Huh. I hate running, but you make a compelling case for doing it. Run, and everybody has to leave me alone. That almost might be worth the pain.

Jason said...

Billy,

Bob would have to confirm this with you for you to believe it, but I think, as a runner, that I shatter just about every stereotype that you have of runners in this passage. Every single one.

It would be accurate, however, to call me the atypical runner so I guess that I am confirming your theories in a roundabout way.

Daisy said...

Love, love, love this post!

More than twenty years ago one of the quirkier gentleman on your esteemed campus told me that runners and swimmers are nuts because they spend too much time in their own head. I'm going with the theory that they are nuts because they WANT to spend to much time in their own heads.

troutking said...

I think it depends on if you're Running with the Devil or Running on Empty.

Randy said...

Or you could run like an antelope out of control.

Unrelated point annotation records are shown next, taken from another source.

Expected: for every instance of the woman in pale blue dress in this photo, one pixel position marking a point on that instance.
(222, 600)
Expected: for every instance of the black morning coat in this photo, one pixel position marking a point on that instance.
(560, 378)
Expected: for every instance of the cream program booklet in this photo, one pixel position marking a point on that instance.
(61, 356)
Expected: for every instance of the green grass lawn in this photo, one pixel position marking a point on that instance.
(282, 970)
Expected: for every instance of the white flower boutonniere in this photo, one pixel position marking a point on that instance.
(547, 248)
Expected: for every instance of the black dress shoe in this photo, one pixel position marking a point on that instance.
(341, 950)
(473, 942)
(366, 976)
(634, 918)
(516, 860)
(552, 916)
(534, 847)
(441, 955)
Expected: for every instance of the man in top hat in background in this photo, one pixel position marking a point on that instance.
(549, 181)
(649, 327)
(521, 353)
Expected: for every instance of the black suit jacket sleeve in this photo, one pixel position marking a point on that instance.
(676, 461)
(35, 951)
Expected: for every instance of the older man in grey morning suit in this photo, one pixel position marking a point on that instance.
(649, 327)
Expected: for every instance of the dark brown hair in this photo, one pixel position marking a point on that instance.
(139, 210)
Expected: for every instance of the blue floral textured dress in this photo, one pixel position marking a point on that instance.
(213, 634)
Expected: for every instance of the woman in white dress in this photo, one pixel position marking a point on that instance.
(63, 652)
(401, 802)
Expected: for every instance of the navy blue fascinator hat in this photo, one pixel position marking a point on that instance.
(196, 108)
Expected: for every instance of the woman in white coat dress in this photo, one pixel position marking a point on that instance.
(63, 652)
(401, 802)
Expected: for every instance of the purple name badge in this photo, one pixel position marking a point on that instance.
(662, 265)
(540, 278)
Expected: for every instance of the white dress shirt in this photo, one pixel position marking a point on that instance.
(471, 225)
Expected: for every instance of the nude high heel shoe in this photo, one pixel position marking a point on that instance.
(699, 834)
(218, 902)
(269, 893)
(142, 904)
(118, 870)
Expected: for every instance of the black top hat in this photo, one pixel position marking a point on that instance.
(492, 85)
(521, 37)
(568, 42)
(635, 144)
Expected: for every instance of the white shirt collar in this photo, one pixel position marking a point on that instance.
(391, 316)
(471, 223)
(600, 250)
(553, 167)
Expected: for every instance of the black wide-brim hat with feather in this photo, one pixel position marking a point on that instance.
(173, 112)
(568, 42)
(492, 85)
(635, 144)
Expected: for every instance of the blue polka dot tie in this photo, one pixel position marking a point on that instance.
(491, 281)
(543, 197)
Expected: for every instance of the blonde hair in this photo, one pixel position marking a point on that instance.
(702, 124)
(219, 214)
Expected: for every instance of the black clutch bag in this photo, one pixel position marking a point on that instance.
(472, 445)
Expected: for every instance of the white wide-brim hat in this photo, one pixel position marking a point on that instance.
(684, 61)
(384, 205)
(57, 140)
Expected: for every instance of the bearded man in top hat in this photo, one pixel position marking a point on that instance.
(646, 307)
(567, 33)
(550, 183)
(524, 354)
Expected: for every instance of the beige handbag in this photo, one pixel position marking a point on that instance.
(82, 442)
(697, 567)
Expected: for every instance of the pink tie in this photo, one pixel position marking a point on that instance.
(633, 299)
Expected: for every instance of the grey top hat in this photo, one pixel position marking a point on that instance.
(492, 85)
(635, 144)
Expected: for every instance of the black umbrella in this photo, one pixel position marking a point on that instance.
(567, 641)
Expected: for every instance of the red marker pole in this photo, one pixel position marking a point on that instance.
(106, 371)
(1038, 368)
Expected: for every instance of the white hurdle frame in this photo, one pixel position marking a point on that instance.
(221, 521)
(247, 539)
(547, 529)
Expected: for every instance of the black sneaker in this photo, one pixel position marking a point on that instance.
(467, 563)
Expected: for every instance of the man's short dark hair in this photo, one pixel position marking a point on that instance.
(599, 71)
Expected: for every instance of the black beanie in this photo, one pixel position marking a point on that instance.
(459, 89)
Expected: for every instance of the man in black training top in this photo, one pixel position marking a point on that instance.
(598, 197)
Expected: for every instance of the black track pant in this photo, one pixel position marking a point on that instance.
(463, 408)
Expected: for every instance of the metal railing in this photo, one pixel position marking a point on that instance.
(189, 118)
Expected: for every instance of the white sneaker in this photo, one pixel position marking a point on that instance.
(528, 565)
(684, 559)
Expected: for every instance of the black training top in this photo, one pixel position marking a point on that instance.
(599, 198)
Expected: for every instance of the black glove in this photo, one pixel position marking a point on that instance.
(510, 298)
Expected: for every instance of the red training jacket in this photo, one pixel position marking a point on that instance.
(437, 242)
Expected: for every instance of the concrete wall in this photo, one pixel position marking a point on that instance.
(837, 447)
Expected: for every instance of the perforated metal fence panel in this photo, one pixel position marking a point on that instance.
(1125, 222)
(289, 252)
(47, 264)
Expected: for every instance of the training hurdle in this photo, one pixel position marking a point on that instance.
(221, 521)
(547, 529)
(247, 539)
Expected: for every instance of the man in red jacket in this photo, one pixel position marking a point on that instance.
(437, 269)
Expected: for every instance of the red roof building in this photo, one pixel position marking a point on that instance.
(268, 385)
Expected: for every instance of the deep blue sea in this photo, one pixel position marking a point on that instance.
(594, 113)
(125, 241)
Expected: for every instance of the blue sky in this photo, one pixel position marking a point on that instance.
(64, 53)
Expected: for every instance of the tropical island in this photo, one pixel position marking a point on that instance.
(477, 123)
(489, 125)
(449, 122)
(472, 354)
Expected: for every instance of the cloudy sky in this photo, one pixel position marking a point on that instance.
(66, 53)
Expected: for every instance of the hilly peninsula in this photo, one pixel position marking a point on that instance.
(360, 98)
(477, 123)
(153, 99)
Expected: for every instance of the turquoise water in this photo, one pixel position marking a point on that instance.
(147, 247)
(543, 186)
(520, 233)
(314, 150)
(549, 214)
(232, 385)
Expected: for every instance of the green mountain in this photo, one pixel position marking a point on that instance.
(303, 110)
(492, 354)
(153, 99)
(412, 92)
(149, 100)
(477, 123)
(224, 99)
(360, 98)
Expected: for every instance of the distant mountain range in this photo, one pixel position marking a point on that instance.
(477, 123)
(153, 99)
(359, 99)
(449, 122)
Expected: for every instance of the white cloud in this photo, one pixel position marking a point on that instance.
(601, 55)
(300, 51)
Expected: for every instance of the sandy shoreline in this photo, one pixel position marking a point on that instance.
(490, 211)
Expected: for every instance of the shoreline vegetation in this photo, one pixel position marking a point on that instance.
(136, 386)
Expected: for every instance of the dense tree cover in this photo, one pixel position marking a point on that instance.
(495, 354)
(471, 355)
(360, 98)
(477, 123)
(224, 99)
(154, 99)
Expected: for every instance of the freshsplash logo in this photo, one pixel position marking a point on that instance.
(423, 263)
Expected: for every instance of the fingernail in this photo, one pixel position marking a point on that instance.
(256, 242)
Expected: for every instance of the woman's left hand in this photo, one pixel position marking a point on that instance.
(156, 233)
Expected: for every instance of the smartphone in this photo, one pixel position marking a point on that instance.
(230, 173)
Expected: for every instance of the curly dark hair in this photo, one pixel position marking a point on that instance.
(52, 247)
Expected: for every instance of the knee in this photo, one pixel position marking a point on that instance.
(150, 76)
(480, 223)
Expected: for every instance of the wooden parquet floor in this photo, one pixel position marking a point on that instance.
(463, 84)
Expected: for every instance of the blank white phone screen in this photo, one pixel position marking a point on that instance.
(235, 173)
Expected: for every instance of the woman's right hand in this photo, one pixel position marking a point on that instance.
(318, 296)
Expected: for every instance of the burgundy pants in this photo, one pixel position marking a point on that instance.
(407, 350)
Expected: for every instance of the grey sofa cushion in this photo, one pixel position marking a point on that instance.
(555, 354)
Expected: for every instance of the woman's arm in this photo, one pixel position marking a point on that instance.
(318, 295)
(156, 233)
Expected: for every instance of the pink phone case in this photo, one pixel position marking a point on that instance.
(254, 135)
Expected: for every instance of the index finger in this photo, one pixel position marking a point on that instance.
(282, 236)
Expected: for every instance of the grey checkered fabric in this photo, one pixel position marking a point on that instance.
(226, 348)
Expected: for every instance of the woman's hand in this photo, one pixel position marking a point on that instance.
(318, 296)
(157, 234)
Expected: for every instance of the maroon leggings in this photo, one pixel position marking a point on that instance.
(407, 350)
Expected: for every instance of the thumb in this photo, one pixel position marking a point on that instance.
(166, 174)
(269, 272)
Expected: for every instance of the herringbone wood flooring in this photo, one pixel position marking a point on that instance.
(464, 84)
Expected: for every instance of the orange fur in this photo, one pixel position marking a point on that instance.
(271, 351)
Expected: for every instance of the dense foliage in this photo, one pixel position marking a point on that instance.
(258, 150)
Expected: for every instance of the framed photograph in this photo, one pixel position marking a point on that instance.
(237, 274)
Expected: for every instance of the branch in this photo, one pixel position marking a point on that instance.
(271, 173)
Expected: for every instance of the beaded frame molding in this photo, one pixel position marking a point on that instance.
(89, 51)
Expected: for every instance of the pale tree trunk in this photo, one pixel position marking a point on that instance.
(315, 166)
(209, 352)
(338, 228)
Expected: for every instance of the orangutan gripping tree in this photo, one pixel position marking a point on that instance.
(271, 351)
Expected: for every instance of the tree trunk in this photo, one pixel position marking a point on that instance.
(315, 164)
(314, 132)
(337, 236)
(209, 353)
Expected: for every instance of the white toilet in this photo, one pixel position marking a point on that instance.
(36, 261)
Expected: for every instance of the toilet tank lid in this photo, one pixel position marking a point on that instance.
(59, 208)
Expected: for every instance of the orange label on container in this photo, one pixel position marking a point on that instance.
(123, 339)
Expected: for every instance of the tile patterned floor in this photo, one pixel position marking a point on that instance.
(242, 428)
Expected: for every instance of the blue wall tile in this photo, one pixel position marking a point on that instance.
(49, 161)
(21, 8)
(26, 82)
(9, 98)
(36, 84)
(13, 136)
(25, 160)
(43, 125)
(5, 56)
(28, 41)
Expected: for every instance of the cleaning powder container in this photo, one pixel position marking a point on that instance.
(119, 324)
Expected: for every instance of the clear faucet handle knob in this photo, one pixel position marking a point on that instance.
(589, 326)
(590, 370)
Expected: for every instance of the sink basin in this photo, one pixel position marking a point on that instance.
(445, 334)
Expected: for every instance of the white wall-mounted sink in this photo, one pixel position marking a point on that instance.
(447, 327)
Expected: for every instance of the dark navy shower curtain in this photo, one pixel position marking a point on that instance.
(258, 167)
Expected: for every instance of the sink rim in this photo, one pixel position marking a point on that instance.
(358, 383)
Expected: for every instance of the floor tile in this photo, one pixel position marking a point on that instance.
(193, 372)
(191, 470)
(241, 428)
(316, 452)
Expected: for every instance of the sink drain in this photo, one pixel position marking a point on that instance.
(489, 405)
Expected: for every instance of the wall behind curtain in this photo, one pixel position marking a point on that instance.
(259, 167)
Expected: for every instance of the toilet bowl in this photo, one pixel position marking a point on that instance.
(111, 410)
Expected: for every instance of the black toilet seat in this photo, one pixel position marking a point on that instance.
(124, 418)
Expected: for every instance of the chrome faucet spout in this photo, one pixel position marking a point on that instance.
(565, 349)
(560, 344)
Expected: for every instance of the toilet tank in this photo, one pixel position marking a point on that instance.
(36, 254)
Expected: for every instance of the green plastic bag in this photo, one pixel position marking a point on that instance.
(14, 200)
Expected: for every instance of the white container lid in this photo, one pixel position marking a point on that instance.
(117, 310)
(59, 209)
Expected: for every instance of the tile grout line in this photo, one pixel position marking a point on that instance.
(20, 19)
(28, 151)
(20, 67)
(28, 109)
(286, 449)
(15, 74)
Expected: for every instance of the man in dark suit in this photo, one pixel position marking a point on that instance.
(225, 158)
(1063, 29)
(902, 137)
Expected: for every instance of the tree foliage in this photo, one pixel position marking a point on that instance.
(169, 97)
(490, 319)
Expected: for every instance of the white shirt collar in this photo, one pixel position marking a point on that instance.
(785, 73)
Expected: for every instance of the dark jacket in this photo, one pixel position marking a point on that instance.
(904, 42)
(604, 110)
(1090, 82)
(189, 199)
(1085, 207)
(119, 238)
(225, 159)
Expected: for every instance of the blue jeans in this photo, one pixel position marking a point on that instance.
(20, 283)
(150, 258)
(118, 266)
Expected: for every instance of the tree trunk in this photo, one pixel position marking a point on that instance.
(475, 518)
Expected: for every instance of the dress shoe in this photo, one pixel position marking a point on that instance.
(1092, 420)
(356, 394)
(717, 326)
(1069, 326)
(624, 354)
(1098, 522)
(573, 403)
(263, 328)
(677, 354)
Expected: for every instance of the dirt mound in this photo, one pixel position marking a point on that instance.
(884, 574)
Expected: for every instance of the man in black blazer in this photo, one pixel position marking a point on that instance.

I like running, because it gave me an excuse to get an ipod shuffle. That device is very handy when walking the dog.

Billy said...

Jason, not to pop the balloon here, but this entire post was an homage to Ann Coulter, who spoke at UTC on Monday. I wanted to see if I could write a venomous screed against something for the sheer purpose of riling up divisiveness and animosity.

Well... that and the fact that I kinda loathe running as an exercise. And was a little drunk.

But mostly the homage part.

Jason said...

Sorry Billy, I have to read the fine print more.

Tockstar said...

I had no idea Coulter was at UTC yesterday. I wish I'd had a pie ready for her face.

troutking said...

Or a WMD.

Kristen said...

I've never met an anti-social runner. All the people in every running group I've been in are chatty and we natter along happily as we run our miles. Yes, I've managed to run 20 miles while chatting with friends. Might still qualify me as insane, but not anti-social. :-)

P.S. Not nearly venomous enough to equal Coulter.